46. On 28 April 2009, SS sent BJ’s file to the Respondent, along with a copy of SS’s account, on the understanding that the Respondent would be bound by a number of undertakings, including an undertaking to pay SS’s disbursements within seven (7) days of the receipt of the file.

47. The Respondent took the position that she was not required to pay SS’s disbursements and would not comply with the undertaking but kept the file. She failed to pay the disbursements within the seven days required in the undertaking or immediately return the file to SS, contrary to Chapter 11, Rule 11 of the Professional Conduct Handbook.

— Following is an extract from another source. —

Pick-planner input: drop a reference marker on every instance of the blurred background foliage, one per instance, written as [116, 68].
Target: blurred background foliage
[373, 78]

48. The Respondent did not return the file to SS until after SS sent a letter to the Law Society on or around 16 June 2009.

49. The Respondent admits that she breached Chapter 11, Rule 11 of the Professional Conduct Handbook by failing to either pay the disbursements or return the file, and that her conduct amounted to unprofessional conduct.

50.  As a result of these admissions the Respondent undertakes as follows:

(a)  The Respondent undertakes not to apply for reinstatement to the Law Society for a period of five years, commencing June 6, 2011;

(b)  During that period  she has further undertaken not to apply for membership in any other law society without first advising the Law Society, nor permit her name to appear on the letterhead of any firm, or work in any capacity for any lawyer or law firm in BC; and

(c)  in the event the Respondent applies for reinstatement, she has undertaken to provide to the Credentials Committee a medical report prepared by a qualified medical examiner.